More people are realizing the importance of solar energy as a tool to diversify our energy portfolio and reduce our carbon footprint.

Advanced Ecoenergy Sunsense

By Michael Mills-Price

More people are realizing the importance of solar energy as a tool to diversify our energy portfolio and reduce our carbon footprint. Growing acceptance of solar as a reliable and important technology, along with drops in module prices and Balance of System (BoS) costs, has led to unprecedented 2011 and 1H 2012 photovoltaics (PV) growth. In the U.S., solar makes up some 1 percent of our energy generation, but as PV penetration is expected to increase, new challenges arise. Although manageable, these challenges require the industry's attention to ensure long-term success of the PV market.

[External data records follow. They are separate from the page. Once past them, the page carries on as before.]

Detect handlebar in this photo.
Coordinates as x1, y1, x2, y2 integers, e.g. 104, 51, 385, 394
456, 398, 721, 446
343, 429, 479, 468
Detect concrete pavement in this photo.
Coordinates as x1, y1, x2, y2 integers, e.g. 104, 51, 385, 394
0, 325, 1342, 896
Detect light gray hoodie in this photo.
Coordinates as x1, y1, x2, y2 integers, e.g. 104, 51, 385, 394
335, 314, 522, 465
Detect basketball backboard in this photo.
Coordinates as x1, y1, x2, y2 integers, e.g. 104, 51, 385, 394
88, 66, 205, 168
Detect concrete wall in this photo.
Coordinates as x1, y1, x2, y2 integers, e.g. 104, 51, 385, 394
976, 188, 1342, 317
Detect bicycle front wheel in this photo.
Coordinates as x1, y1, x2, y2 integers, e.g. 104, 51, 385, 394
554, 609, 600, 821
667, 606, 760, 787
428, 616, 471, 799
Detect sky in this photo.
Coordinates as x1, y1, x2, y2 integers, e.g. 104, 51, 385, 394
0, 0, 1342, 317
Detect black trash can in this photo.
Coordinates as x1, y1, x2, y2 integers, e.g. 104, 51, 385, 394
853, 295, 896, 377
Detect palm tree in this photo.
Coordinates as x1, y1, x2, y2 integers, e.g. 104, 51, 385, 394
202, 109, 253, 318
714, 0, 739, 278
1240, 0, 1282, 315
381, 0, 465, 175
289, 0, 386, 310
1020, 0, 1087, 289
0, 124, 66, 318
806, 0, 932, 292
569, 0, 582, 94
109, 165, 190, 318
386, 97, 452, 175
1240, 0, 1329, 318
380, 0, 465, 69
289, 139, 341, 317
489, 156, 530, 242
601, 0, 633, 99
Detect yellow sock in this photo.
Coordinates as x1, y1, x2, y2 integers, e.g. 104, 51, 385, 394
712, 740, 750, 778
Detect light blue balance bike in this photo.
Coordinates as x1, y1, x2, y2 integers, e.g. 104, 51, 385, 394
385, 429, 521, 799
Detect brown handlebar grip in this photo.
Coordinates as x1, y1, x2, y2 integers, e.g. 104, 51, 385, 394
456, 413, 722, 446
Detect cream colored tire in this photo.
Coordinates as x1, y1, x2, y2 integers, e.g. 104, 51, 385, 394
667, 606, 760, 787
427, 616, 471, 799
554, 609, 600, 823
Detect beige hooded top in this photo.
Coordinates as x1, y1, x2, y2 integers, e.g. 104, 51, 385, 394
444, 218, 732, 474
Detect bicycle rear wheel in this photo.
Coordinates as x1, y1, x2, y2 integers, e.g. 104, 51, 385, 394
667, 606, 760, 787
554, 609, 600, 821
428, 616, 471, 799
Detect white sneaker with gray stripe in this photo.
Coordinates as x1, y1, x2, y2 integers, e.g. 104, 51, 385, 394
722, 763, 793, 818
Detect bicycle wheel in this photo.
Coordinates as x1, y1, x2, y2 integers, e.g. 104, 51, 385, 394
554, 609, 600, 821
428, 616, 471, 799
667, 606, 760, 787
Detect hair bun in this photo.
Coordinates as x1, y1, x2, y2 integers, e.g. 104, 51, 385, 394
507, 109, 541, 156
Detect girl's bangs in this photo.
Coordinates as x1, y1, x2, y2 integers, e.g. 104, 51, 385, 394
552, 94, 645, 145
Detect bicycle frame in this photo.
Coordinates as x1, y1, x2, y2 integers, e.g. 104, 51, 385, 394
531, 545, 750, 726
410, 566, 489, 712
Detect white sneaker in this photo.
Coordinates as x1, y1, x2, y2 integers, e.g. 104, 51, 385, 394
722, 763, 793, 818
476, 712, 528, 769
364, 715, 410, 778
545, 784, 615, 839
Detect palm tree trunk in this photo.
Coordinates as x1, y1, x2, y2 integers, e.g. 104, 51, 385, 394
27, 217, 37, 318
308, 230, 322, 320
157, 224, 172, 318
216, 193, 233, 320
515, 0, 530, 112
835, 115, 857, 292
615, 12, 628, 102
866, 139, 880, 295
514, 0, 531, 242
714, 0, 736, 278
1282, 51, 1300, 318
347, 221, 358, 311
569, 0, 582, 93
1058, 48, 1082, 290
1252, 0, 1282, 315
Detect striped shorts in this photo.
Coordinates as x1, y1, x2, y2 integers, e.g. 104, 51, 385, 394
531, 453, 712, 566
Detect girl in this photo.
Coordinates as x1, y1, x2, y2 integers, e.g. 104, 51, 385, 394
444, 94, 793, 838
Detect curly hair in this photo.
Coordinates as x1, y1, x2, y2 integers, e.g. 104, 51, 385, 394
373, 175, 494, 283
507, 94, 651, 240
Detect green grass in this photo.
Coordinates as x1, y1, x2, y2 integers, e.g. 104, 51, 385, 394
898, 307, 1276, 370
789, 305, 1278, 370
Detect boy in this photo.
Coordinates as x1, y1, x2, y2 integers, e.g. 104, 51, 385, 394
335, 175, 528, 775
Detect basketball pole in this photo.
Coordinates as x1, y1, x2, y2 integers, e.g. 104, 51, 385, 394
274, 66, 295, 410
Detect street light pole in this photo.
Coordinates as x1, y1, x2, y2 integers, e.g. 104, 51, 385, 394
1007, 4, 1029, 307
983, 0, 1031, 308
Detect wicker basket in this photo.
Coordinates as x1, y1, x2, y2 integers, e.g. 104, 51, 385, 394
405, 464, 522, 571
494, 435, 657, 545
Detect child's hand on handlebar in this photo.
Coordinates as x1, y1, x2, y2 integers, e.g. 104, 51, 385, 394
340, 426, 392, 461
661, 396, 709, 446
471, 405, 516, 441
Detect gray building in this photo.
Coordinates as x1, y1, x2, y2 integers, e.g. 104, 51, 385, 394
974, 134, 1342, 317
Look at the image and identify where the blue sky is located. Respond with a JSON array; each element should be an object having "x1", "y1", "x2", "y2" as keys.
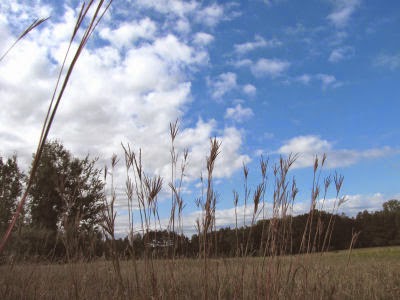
[{"x1": 0, "y1": 0, "x2": 400, "y2": 231}]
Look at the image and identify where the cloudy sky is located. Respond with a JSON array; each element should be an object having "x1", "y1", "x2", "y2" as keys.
[{"x1": 0, "y1": 0, "x2": 400, "y2": 234}]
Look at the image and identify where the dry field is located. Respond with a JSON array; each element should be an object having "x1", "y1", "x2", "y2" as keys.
[{"x1": 0, "y1": 247, "x2": 400, "y2": 299}]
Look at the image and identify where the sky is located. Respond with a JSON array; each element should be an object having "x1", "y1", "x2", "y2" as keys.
[{"x1": 0, "y1": 0, "x2": 400, "y2": 233}]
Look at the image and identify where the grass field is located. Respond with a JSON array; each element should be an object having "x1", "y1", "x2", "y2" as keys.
[{"x1": 0, "y1": 247, "x2": 400, "y2": 299}]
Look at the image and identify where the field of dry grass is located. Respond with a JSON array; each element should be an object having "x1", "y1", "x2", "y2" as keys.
[{"x1": 0, "y1": 247, "x2": 400, "y2": 299}]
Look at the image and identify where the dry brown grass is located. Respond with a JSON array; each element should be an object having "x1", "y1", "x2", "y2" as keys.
[{"x1": 0, "y1": 247, "x2": 400, "y2": 299}]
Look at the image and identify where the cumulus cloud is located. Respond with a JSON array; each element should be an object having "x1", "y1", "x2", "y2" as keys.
[
  {"x1": 295, "y1": 74, "x2": 312, "y2": 85},
  {"x1": 225, "y1": 104, "x2": 254, "y2": 122},
  {"x1": 276, "y1": 135, "x2": 398, "y2": 168},
  {"x1": 327, "y1": 0, "x2": 361, "y2": 27},
  {"x1": 195, "y1": 3, "x2": 224, "y2": 27},
  {"x1": 328, "y1": 46, "x2": 354, "y2": 63},
  {"x1": 250, "y1": 58, "x2": 290, "y2": 78},
  {"x1": 293, "y1": 74, "x2": 343, "y2": 90},
  {"x1": 100, "y1": 18, "x2": 157, "y2": 48},
  {"x1": 207, "y1": 72, "x2": 237, "y2": 99},
  {"x1": 374, "y1": 53, "x2": 400, "y2": 71},
  {"x1": 194, "y1": 32, "x2": 214, "y2": 46},
  {"x1": 234, "y1": 35, "x2": 282, "y2": 54},
  {"x1": 0, "y1": 1, "x2": 249, "y2": 188},
  {"x1": 243, "y1": 84, "x2": 257, "y2": 96}
]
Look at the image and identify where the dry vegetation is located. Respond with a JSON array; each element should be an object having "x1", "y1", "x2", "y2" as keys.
[
  {"x1": 0, "y1": 1, "x2": 400, "y2": 299},
  {"x1": 0, "y1": 247, "x2": 400, "y2": 299}
]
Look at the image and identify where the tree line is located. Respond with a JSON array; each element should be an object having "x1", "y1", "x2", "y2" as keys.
[{"x1": 0, "y1": 141, "x2": 400, "y2": 260}]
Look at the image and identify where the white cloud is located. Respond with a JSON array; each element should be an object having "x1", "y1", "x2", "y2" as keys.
[
  {"x1": 208, "y1": 72, "x2": 237, "y2": 99},
  {"x1": 136, "y1": 0, "x2": 199, "y2": 17},
  {"x1": 196, "y1": 3, "x2": 224, "y2": 27},
  {"x1": 243, "y1": 84, "x2": 257, "y2": 96},
  {"x1": 295, "y1": 74, "x2": 312, "y2": 85},
  {"x1": 193, "y1": 32, "x2": 214, "y2": 46},
  {"x1": 251, "y1": 58, "x2": 290, "y2": 78},
  {"x1": 293, "y1": 74, "x2": 343, "y2": 90},
  {"x1": 0, "y1": 2, "x2": 248, "y2": 188},
  {"x1": 276, "y1": 135, "x2": 398, "y2": 168},
  {"x1": 327, "y1": 0, "x2": 361, "y2": 27},
  {"x1": 375, "y1": 53, "x2": 400, "y2": 70},
  {"x1": 100, "y1": 18, "x2": 157, "y2": 48},
  {"x1": 233, "y1": 59, "x2": 253, "y2": 68},
  {"x1": 225, "y1": 104, "x2": 254, "y2": 122},
  {"x1": 234, "y1": 35, "x2": 282, "y2": 54},
  {"x1": 315, "y1": 74, "x2": 342, "y2": 89},
  {"x1": 328, "y1": 47, "x2": 354, "y2": 63}
]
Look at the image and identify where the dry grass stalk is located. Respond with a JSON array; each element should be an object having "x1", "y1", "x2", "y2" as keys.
[
  {"x1": 0, "y1": 17, "x2": 49, "y2": 62},
  {"x1": 0, "y1": 0, "x2": 112, "y2": 254}
]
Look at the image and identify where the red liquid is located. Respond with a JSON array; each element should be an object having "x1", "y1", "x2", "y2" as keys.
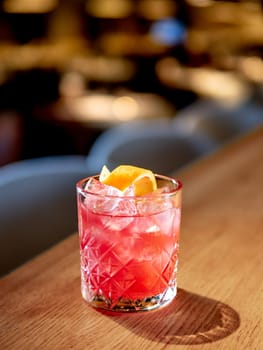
[{"x1": 78, "y1": 198, "x2": 181, "y2": 305}]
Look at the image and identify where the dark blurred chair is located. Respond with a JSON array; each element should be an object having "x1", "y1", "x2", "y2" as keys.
[
  {"x1": 0, "y1": 156, "x2": 89, "y2": 275},
  {"x1": 174, "y1": 99, "x2": 263, "y2": 144},
  {"x1": 87, "y1": 119, "x2": 217, "y2": 175}
]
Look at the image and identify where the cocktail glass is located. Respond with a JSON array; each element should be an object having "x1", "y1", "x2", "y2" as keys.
[{"x1": 76, "y1": 175, "x2": 182, "y2": 312}]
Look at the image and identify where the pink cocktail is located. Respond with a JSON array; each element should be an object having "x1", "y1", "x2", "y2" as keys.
[{"x1": 77, "y1": 175, "x2": 182, "y2": 311}]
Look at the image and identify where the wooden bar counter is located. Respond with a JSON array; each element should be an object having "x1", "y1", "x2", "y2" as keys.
[{"x1": 0, "y1": 129, "x2": 263, "y2": 350}]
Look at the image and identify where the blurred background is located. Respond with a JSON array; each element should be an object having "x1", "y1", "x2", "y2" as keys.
[{"x1": 0, "y1": 0, "x2": 263, "y2": 165}]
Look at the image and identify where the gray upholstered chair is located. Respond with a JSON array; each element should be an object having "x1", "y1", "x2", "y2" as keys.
[{"x1": 0, "y1": 156, "x2": 89, "y2": 275}]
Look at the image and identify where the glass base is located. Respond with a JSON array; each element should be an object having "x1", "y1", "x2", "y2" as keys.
[{"x1": 81, "y1": 286, "x2": 177, "y2": 313}]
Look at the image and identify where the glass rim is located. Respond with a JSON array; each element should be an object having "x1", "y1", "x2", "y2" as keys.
[{"x1": 76, "y1": 173, "x2": 183, "y2": 200}]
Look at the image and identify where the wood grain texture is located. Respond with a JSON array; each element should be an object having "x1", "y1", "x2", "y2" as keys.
[{"x1": 0, "y1": 129, "x2": 263, "y2": 350}]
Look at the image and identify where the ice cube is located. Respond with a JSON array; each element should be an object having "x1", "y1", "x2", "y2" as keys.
[{"x1": 137, "y1": 195, "x2": 173, "y2": 215}]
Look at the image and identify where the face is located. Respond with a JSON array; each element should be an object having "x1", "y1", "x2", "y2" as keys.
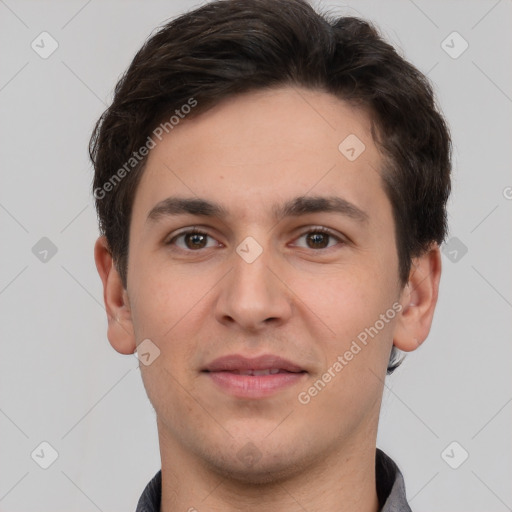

One challenge associated with the increase of PV interconnection to the electric utility grid stems from the design of the existing infrastructure, its protective control features and electromechanical equipment settings. The electrical infrastructure was traditionally designed to carry electricity from a central generation station out to customer loads. With the increase in distributed generation PV projects, rooftops, carports, brownfields and other areas are now becoming sources of electrical power, distributed throughout the electrical network and requiring a revisit to operation and control practices by the local utilities.

A second challenge comes from the intermittency and unpredictable nature of solar as an energy resource and the resulting grid variations and resultant impacts on the existing voltage regulation equipment under high penetration scenarios. With too much power, local voltage and its respective frequency can rise and cause problems for motors, lights and many other electronics. With too little power, voltage and frequency can sag. It's not a problem exclusive to solar, but worth noting because other energy sources-gas, nuclear and coal-are more controlled and predictable because they aren't dependent on weather conditions.

These two challenges take a variety of forms dependent on geographical location, utility control practices, local loading (circuit loading), and seasonal load and generation variations. Advancements in many user configurable inverter functions can overcome these challenges by providing a deterministic response at the point of interconnect, based on the need of the broader electrical system.

Advanced Ecoenergy Sunsense

Asset Control

Inverters are widely recognized as the respective hub of a PV system, so they need to maintain a high level of user configurability to meet the needs of local engineering procurement construction services (EPC), customers and utilities.

In terms of the challenges previously addressed to widespread PV integration into existing electrical distribution circuits, technologies have been developed, including:

• Local scheduling capability,
• Voltage support functionality,
• Closed loop point-of-interconnect control, and
• Phasor Measurement Unit- (PMU-) based island detection.

These functions have been demonstrated and investigated under the Department of Energy's (DOE's) Solar Energy Grid Integration Systems Advanced Concepts (SEGIS-AC) program. Inverter manufacturer Advanced Energy's SEGIS-AC program leverages a systems-based approach to mitigate the voltage concerns caused by the intermittent nature of solar. This systems-based approach looks beyond the point of interconnect to address feeder wide power quality and voltage stability concerns, improving inter-operation and intra-operation of geographically distributed resources.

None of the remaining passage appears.